Freight forwarding and transport services both improved their profit contribution to Xpediator (LSE: XPD) in 2021. The warehousing and logistics profit slumped due to problems in the UK. Pre-tax profit rose by one-quarter to £9.1m in 2021. The total dividend was reduced to 1.1p a share. A special dividend is a possibility this year, though. A new chief executive is still being sought.

Ecommerce technology provider Attraqt (ATQT) increased full year revenues by 9% to £22.9m but continued to lose money. There was £3.5m in the bank at the end of 2021 and management hopes to be cash neutral in 2022.

SourceBio International (SBI) grew Covid-19 testing revenues and core divisions also improved revenues during 2021. Group revenues grew from £50m to £92.5m, but they are expected to decline to £39.5m in 2022. That masks sharply higher core revenues partly due to a recent acquisition. The Covid testing labs can be converted to other uses.

Floorcoverings supplier Likewise (LIKE) says that first quarter of 2022 is ahead of budget. The Birmingham logistics site is up and running. The latest acquisition is Delta Carpets, which is earnings enhancing.

Anglesey Mining (AYM) has made the switch from the Main Market to AIM. It had been listed since May 1988. The company’s main asset is the 100%-owned Parys Mountain copper lead zinc deposit in Anglesey, north Wales. Other assets include a 20% interest in the Grangesberg iron project in Sweden. There is a right of first refusal to increase the stake to 70%. The share price moved up by 0.01p to 4.06p on the first day of trading on AIM.

MAIN MARKET

First Tin (1SN) raised £20m at 30p a share and ended the first day of trading at 30p (29p/31p). First Tin issued 60 million shares to acquire Taronga Mines, which owns Australian tin mining assets. The company already owned German tin projects. The cash raised should last for 18-24 months.

Radiology services provider Medica Group (MGP) had a much stronger second half to 2021. Revenues from elective surgery where slightly lower in the first half because of the effect of lockdowns and restrictions. The 2021 group revenues improved from £12.5m to £17.3m as surgery activity built back to previous levels. In 2021, group revenues improved from £36.8m to £61.9m, while underlying pre-tax profit increased from £4.74m to £11.5m. That excludes £4.13m of non-underlying costs, including amortisation, share based payments and one-off professional fees of £555,000. Net cash was £3.88m at the end of 2021. There is potential contingent consideration of £6.89m. The total dividend is 5% higher at 2.68p a share.

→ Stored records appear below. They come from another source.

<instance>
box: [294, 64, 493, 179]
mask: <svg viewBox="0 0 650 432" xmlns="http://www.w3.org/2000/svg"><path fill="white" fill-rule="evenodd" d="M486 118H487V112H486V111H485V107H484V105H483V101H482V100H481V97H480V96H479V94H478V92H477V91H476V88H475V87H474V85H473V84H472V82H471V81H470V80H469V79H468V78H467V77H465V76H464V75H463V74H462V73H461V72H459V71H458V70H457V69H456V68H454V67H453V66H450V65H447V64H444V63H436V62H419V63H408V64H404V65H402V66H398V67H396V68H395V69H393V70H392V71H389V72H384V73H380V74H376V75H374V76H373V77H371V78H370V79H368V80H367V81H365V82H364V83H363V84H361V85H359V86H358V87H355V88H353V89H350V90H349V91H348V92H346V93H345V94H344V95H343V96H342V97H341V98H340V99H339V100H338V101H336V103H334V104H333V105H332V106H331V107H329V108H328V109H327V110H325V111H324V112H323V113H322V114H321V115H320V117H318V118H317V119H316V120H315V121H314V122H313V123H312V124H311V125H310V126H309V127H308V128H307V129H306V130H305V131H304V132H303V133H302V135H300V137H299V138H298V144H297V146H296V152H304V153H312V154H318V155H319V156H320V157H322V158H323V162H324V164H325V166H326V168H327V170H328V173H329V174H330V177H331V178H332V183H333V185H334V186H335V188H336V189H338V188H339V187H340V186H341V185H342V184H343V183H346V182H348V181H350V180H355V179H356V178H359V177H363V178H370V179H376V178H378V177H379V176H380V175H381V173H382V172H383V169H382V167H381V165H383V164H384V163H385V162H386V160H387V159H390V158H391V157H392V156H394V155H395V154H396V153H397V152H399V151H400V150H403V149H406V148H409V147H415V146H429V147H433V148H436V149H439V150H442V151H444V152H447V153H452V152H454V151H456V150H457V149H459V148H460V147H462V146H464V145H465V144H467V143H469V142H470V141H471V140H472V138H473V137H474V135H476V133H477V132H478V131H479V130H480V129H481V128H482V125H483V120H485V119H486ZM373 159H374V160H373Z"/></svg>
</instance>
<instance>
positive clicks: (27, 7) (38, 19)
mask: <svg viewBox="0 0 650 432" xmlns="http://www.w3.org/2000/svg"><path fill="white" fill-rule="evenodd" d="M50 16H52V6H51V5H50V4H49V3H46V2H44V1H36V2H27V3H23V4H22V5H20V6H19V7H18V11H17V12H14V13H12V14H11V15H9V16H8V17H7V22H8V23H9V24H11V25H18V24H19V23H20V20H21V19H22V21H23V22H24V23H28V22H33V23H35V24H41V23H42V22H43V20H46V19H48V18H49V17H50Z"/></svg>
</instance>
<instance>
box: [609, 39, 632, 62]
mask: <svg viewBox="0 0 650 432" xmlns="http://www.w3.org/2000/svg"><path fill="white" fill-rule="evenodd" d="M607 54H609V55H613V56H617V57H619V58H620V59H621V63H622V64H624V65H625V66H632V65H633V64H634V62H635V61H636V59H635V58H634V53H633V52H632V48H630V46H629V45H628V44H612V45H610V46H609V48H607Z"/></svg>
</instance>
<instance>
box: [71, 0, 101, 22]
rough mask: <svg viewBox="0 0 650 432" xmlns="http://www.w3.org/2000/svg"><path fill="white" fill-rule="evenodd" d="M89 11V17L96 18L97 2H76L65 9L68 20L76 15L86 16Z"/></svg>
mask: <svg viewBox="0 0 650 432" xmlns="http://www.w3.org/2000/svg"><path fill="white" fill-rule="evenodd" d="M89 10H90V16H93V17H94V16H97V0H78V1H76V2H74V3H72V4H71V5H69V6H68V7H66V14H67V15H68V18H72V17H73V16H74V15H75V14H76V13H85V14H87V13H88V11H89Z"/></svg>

DG Innovate (DGI) completed its reversal into Path Investments. The company was acquired for £32.4m in shares issued at 0.6p each and has two operations. The first is developing electric drive technology and the other is developing sodium-ion batteries. The £2.55m raised at 0.5p a share, plus the £2.08m raised from warrants exercised at 0.25p each, will help to commercialise these technologies. The share price ended the first day at 0.34p, which is higher than the suspension price.

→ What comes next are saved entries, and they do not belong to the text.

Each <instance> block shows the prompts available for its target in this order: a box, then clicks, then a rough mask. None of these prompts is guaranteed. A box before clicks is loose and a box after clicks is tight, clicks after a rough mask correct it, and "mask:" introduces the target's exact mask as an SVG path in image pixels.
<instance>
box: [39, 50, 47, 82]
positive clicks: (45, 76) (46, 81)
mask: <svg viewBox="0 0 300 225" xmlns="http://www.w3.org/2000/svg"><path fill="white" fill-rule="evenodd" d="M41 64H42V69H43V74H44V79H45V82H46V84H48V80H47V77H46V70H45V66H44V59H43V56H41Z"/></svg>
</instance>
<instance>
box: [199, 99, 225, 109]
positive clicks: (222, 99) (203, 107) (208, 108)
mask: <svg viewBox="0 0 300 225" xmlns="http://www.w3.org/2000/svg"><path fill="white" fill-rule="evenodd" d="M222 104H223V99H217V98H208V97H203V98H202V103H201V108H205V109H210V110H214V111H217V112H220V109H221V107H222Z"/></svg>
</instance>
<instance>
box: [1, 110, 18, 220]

Ajax Resources (AJAX) is a shell seeking energy and natural resources assets and it raised £1.34m at 4p a share. The shares ended the week at 4.75p. The pro forma net assets are 2.6p a share. Management is seeking production that provides cash flow and/or strong exploration potential in known resources areas.

Aura Renewable Acquisitions (ARA) is a new shell seeking acquisitions in the renewable energy sector and it raised £1m at 10p a share. It ended the first day of trading at 17p. Pro forma cash is 8.4p a share. The founder shareholder is Harmony Capital Investments, which is behind the management of AIM-quoted, Asia-focused investment company Jade Road Investments Ltd (JADE), where Aura chairman John Croft is executive chairman. Aura is targeting is a range of businesses in areas such as wind, solar, biomass, hydro, carbon capture, waste management, smart grids and hydrogen supply.

OTHER MARKETS

Cyprus listed FOS Holdings has appointed Nick Kounoupias as chief executive. He is a solicitor with his own intellectual property consultancy. The film and entertainment company is planning a complex of five studios in Cyprus between Limassol and Larnaca, plus studios in other locations around the world. EU grants will help the funding of the studio complex, but other funding will need to be secured. FOS also plans to make three films a year.